Sesampainya di sana, korban disekap, bekerja secara paksa untuk melakukan penipuan daring (online scam) selama 17 jam per hari. Mereka disiksa psikis dan fisik, bahkan pemukulan serta penyetruman.
Makin marak
Ketua Aliansi Migran Internasional Eni Lestari mengatakan, kasus perdagangan orang makin marak, terutama setelah pandemi Covid-19 terjadi. Penyebabnya, banyak negara kini menutup pasarnya untuk pekerja migran, jika pun ada, jumlahnya terbatas, karena kondisi ekonomi yang terguncang akibat pandemi. Di tengah situasi ini, ada yang melakukan penipuan massal.
Penipuan ini tak hanya menyasar kalangan masyarakat yang berpendidikan rendah, tetapi juga kelompok terpelajar setingkat sekolah menengah atas (SMA) hingga pendidikan Master (S2). Sebagai contoh, ada yang dijanjikan bekerja hingga iming-iming sponsor pendidikan, tetapi saat di negara tujuan, mereka justru dipekerjakan sebagai koki, awak kapal (pelayaran), dan perkebunan. Negaranya pun beragam, seperti Kanada, Selandia Baru, dan Belanda.
“Jadi, human trafficking(perdagangan manusia)sudah mengarah ke semua lini, bukan hanya mereka berpendidikan rendah, tapi juga berpendidikan tinggi, bahkan profesional itu sendiri. Itu menjadi tren baru yang sekarang sebenarnya menjera Indonesia,” tutur Eni.
Ia mengimbau masyarakat agar tak membabi buta menerima tawaran atau mencari pekerjaan di negeri orang. Masyarakat dituntut untuk lebih kritis di tengah meningkatnya penipuan skala global dengan berbagai modus, termasuk asmara.
Masyarakat harus mengecek kebenaran informasi ke organisasi migran atau pihak pemerintah, baik di negara asal maupun tujuan. Hal ini dapat dilakukan secara daring.

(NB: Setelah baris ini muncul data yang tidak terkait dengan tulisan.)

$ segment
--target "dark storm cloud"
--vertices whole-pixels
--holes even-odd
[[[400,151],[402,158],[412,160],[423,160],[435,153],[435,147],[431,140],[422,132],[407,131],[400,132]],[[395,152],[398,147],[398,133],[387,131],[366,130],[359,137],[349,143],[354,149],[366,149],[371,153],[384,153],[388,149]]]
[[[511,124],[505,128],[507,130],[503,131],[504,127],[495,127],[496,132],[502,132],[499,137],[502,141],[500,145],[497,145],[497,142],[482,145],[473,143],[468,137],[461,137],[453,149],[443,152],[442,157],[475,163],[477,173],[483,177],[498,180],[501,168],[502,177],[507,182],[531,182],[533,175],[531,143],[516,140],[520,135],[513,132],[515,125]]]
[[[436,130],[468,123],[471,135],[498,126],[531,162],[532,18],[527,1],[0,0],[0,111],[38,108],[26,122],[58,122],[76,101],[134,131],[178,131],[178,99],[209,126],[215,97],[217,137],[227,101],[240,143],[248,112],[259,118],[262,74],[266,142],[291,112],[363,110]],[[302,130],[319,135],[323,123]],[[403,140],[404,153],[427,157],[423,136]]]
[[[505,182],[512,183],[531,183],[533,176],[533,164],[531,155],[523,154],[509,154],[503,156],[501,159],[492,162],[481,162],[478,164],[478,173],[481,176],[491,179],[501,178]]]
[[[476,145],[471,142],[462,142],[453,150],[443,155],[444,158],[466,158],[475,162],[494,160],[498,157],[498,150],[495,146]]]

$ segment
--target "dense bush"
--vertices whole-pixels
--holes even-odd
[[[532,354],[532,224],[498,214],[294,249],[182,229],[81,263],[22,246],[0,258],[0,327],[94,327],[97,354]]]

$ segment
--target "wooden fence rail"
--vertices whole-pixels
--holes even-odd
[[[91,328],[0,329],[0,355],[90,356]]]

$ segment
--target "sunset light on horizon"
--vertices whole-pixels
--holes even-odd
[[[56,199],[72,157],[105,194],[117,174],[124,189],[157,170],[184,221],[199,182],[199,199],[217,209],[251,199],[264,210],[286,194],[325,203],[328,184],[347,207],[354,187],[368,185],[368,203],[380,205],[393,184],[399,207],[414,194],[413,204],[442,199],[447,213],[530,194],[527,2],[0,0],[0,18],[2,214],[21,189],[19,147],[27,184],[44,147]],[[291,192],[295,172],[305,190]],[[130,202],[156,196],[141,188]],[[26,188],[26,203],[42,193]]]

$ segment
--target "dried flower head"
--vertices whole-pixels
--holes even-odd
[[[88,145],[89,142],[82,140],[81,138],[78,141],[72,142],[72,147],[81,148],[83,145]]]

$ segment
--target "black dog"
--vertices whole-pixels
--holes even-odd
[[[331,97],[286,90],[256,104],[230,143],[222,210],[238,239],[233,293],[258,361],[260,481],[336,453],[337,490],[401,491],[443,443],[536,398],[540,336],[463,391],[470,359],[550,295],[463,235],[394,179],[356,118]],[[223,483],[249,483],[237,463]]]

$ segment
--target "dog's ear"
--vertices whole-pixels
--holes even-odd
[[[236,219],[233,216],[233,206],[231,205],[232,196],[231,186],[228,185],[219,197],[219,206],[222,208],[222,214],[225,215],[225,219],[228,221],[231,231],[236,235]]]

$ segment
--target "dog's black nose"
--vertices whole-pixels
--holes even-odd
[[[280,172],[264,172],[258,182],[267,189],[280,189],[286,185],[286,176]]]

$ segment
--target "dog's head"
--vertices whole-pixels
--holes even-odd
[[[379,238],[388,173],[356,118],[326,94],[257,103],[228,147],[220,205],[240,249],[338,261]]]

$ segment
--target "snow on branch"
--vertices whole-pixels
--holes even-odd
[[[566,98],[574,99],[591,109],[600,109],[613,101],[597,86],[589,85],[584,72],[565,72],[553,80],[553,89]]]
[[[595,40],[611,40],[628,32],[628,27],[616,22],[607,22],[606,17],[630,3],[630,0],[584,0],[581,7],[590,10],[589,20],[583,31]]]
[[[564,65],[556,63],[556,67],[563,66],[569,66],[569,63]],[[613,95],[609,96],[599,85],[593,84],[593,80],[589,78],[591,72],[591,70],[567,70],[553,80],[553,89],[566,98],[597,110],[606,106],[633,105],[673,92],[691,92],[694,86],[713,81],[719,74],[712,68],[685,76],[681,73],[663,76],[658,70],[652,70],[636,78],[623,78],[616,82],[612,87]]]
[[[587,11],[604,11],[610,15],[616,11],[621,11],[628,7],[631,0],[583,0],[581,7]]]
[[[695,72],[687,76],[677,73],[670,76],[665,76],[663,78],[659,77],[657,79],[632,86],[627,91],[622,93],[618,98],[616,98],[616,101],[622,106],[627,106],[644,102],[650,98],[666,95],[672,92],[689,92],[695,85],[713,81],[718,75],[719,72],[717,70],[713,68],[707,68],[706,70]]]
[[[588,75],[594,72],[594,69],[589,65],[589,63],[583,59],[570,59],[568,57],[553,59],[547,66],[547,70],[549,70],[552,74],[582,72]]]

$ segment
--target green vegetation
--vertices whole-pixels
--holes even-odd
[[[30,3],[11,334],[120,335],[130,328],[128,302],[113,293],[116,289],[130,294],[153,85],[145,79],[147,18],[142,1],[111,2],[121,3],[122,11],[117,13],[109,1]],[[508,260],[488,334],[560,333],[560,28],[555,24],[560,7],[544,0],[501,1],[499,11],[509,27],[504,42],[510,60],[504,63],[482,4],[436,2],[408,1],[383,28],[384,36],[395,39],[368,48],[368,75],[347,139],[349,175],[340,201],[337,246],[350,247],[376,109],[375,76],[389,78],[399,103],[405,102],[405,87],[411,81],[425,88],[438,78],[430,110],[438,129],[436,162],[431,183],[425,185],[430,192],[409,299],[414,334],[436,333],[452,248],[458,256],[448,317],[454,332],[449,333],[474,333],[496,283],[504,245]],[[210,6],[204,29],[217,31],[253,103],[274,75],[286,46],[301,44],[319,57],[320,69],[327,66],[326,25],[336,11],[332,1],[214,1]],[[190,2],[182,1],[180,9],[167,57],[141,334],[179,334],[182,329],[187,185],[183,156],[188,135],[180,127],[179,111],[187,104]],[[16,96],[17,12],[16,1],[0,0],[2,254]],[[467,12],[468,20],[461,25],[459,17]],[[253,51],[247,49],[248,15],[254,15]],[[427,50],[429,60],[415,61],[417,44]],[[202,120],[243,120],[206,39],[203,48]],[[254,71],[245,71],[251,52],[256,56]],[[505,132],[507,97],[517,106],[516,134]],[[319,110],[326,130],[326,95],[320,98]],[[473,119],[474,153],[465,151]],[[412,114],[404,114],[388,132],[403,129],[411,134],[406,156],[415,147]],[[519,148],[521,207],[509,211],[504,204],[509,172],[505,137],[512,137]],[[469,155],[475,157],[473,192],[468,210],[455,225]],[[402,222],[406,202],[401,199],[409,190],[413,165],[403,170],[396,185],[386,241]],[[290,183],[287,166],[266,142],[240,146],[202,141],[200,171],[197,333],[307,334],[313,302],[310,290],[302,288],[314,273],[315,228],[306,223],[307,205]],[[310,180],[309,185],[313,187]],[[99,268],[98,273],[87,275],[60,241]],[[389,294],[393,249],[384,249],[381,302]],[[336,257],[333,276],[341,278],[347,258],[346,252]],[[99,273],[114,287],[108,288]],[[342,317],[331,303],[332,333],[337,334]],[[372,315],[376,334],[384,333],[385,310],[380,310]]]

Selain itu, kelompok dan tokoh masyarakat dapat berperan menjadi fasilitator untuk berbagi informasi kebenaran lapangan kerja. Mereka juga bisa membantu cek prosedur keberangkatan ke luar negeri guna mencegah terjadinya perdagangan manusia. Sebab, kejahatan itu telah menjadi sindikat global.